RUN --mount=type=secret,id=my_secret,uid=1000 \
    MY_SECRET=$(cat /run/secrets/my_secret) \
    && export MY_SECRET

And my front was something like this:

DOCKER_BUILDKIT=1 docker build \
    --secret  id=my_secret,env="MY_SECRET"

And when I run this on my Github actions, it works perfectly.

But now, the problem here is when I try to build it locally. When performing a docker-compose build it fails. Of course, because I'm not passing in any secret so my backend (Dockerfile) won't be able to read it from run/secrets/.

What I've tried to do, so far, to accomplish the local build using docker-compose build:

1. Working with Docker secrets:

I basically tried doing:

$ docker swarm init
$ echo "my_secret_value" docker secret create my_secret -

I thought that saving a secret would fix the problem but didn't work. I still got the same error message:

cat: can't open '/run/secrets/my_secret': No such file or directory

2. I also tried passing in the secret on my docker-compose file like the following but didn't work either:

version: '3'
services:
  app:
    build:
      context: "."
      args:
        - "MY_SECRET"
  secrets:
      - my_secret
secrets:
  my_secret:
    external: true

3. I also tried storing the secret in a local file, but didn't work, the same error:

version: '3'
services:
  app:
    build:
      context: "."
      args:
        - "MY_SECRET"
  secrets:
      - my_secret
secrets:
  my_secret:
    file: ./my_secret.txt

4. I also tried doing something like this answer something like this:

args:
    - secret=id=my_secret,src=./my_secret.txt

But still got the same error:

cat: can't open '/run/secrets/my_secret': No such file or directory

What am I doing wrong to successfully perform a docker-compose build?

I'm aware that I can easily use two Dockerfiles, a Dockerfile to build in local and a Dockerfile to build in prod but I just want to use Buildkit as it is, by only modifying my docker-compose.yml file.

Does anyone have an idea about what am I missing to be able to build locally reading from /run/secrets/?

Support for this was recently implemented in v2. See the below pull requests.

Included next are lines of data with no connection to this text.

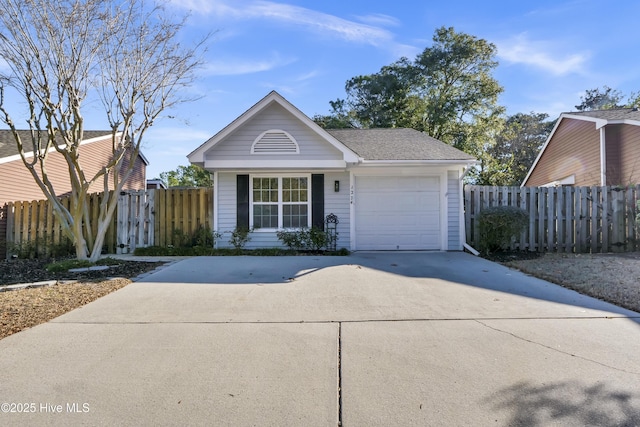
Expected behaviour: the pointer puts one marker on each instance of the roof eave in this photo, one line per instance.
(420, 162)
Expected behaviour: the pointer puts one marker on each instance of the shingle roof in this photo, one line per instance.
(614, 114)
(396, 144)
(8, 144)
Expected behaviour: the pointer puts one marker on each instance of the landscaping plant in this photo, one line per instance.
(497, 225)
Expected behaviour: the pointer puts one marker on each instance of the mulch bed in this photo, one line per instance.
(33, 270)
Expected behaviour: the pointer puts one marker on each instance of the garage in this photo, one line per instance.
(397, 213)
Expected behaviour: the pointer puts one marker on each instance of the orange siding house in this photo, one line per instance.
(17, 184)
(590, 148)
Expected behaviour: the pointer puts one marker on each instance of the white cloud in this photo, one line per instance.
(540, 54)
(312, 20)
(307, 76)
(236, 66)
(379, 19)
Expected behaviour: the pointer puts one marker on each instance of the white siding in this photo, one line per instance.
(237, 146)
(227, 202)
(453, 211)
(336, 203)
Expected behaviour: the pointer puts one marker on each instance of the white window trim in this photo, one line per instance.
(280, 202)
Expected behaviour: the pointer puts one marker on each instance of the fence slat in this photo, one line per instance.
(563, 219)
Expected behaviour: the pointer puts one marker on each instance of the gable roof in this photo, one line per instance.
(628, 116)
(632, 114)
(389, 144)
(9, 149)
(397, 144)
(197, 155)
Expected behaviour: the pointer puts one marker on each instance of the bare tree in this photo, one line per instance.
(60, 54)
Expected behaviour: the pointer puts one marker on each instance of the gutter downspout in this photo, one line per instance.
(463, 227)
(603, 157)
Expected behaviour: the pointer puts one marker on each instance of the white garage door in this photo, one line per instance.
(397, 213)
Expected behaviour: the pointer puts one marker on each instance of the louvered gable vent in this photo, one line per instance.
(275, 141)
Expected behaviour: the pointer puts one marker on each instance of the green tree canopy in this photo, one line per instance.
(187, 176)
(448, 91)
(515, 149)
(600, 99)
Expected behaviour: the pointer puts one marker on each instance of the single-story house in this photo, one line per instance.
(391, 189)
(590, 148)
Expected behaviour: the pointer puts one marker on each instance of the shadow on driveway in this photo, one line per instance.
(402, 269)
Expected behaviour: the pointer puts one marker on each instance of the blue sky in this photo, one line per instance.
(549, 52)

• https://github.com/docker/compose/pull/9386
• https://github.com/compose-spec/compose-spec/pull/238

The provided example looks like this:

services:
  frontend:
    build: 
      context: .
      secrets:
        - server-certificate
secrets:
  server-certificate:
    file: ./server.cert

So you are close, but you have to add the secret key under the build key.

Also keep in mind that you have to use docker compose instead of docker-compose, in order to use v2 which is built into the docker client.

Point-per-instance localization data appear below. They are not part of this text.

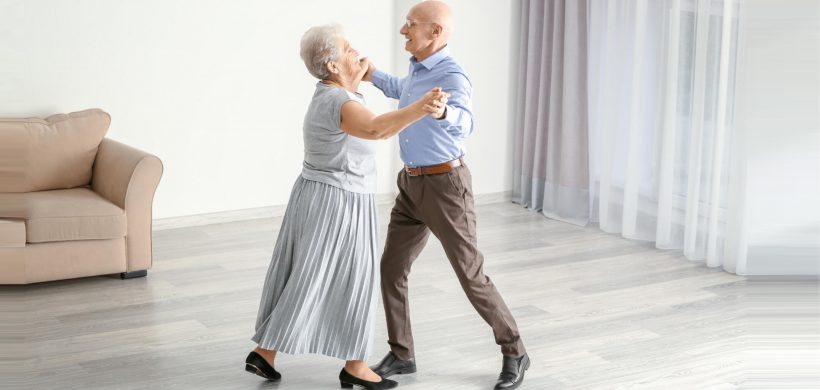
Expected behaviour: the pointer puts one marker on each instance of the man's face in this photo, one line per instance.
(418, 33)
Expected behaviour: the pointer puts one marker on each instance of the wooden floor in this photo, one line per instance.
(596, 312)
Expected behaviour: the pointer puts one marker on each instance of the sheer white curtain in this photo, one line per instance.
(663, 164)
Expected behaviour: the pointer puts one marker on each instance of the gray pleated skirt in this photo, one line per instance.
(320, 291)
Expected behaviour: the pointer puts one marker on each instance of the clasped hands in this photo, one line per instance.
(434, 102)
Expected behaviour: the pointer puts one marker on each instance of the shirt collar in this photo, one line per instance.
(434, 59)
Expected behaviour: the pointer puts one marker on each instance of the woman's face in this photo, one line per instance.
(348, 64)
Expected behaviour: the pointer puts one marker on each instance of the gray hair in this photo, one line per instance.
(319, 46)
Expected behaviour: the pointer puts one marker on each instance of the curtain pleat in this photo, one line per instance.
(551, 132)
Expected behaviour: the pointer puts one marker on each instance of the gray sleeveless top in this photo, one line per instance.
(331, 155)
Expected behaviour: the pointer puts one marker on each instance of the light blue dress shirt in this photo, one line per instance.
(432, 141)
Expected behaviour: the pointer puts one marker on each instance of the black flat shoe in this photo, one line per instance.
(347, 381)
(512, 372)
(392, 365)
(256, 364)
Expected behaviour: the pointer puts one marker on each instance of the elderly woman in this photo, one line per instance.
(320, 292)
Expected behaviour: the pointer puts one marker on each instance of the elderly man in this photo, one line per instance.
(435, 195)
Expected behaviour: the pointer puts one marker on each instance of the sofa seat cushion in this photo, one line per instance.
(64, 215)
(12, 233)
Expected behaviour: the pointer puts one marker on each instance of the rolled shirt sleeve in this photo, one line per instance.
(458, 120)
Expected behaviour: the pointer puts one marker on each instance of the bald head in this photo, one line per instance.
(434, 11)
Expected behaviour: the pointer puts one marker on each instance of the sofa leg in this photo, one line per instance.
(134, 274)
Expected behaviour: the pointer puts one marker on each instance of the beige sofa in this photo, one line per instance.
(73, 203)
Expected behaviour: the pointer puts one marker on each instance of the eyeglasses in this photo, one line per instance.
(411, 23)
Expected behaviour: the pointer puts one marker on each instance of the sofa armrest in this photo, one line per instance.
(128, 178)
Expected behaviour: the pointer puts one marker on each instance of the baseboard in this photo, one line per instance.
(382, 200)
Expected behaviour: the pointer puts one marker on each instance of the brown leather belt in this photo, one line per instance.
(435, 169)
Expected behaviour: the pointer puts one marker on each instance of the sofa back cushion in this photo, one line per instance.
(52, 153)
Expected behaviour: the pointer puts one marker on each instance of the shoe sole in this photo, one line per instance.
(520, 380)
(398, 372)
(255, 370)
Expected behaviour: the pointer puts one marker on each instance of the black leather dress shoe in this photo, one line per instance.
(512, 372)
(256, 364)
(392, 365)
(347, 381)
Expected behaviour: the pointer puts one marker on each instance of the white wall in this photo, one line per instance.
(216, 89)
(777, 106)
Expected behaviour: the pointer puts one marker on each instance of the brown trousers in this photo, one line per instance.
(442, 204)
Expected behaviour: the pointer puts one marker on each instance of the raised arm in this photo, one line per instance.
(360, 122)
(390, 85)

I am not sure exactly since which version of compose, but you can pass secrets as environment like this:

version: "3"
services:
  app:
    image: app:latest
    build:
      context: .
      secrets:
        - BUILD_SECRET
secrets:
  BUILD_SECRET:
    environment: BUILD_SECRET

Then handle in Dockerfile like this:

RUN --mount=type=secret,id=BUILD_SECRET BUILD_SECRET="$(cat /run/secrets/BUILD_SECRET)" \
    echo "BUILD_SECRET=$BUILD_SECRET"

Now you just put BUILD_SECRET to .env and docker-compose build will read it by itself.